Whilst studying in Reading she became active in the Kennet & Avon Canal Trust’s battle to get the canal restored. She was involved in the Trust’s Reading Branch and she became the K&A Canal Trust’s sales officer, traveling to shows most weekends with a stall selling canal merchandise, recruiting new members and spreading the message that the canals should not be allowed to die. She was also busy raising money for the restoration by collecting and selling old newspapers — what she calls “grass roots stuff”.
A post-graduate research project introduced her to British Waterways (BW) and she applied for a researcher’s post when it became vacant in 1975, That was the beginning of a life-long career working with the waterways. Sally stayed with BW until she retired as Head of Boating for the newly formed Canal and River Trust (CRT) earlier this year.
Sally’s love of canals began at a very young age. Her father had been in the Navy during WW2 and he retained a love of the water, which he passed on to his daughters. They took regular family boating holidays as soon she and her sister could swim. Sally was nine. For Sally, these family boating holidays were the highlight of the year – always an adventure because nothing ever worked and the canals were very run down. But they were having such a great time that she thought, we can’t let the canals die. So she and her sister got involved in the campaign to keep them open.

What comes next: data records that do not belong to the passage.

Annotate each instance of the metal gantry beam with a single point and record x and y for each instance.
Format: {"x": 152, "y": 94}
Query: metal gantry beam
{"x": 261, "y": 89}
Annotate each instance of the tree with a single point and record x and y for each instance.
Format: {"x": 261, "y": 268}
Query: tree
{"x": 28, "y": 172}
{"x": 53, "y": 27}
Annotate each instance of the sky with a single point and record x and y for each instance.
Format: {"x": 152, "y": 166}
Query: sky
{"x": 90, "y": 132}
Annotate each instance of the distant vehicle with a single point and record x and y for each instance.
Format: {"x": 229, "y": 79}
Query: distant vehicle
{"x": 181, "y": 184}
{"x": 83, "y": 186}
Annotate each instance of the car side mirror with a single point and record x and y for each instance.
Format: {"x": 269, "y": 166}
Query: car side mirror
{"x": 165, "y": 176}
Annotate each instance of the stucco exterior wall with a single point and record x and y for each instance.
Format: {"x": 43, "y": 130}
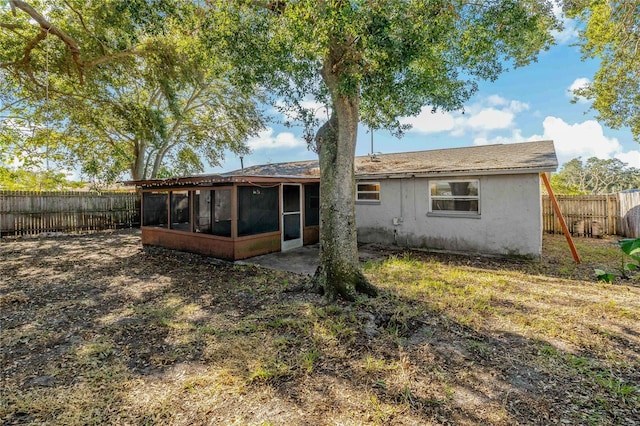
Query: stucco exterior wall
{"x": 510, "y": 220}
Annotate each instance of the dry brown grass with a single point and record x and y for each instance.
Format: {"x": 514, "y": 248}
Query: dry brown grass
{"x": 97, "y": 330}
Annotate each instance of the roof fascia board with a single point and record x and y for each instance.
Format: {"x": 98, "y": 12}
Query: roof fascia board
{"x": 452, "y": 173}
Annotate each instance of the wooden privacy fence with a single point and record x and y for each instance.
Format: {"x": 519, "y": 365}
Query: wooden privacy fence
{"x": 31, "y": 212}
{"x": 595, "y": 215}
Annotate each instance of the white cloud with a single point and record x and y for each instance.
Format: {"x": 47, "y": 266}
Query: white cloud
{"x": 585, "y": 139}
{"x": 491, "y": 113}
{"x": 430, "y": 122}
{"x": 632, "y": 158}
{"x": 569, "y": 26}
{"x": 491, "y": 119}
{"x": 578, "y": 83}
{"x": 267, "y": 140}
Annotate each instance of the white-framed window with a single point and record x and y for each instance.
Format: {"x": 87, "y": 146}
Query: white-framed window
{"x": 368, "y": 191}
{"x": 454, "y": 196}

When she was 17 she read one of her father's books, written by Robert Aikman, where she saw an advertisement for the K&A Canal Trust, and she joined straight away.
After a life-time of enjoying the canals it is not surprising that Sally feels passionately that young people need to be introduced to the waterways or that she would do something about it, so when she retired she immediately started volunteering with a community boating organisation close to her home.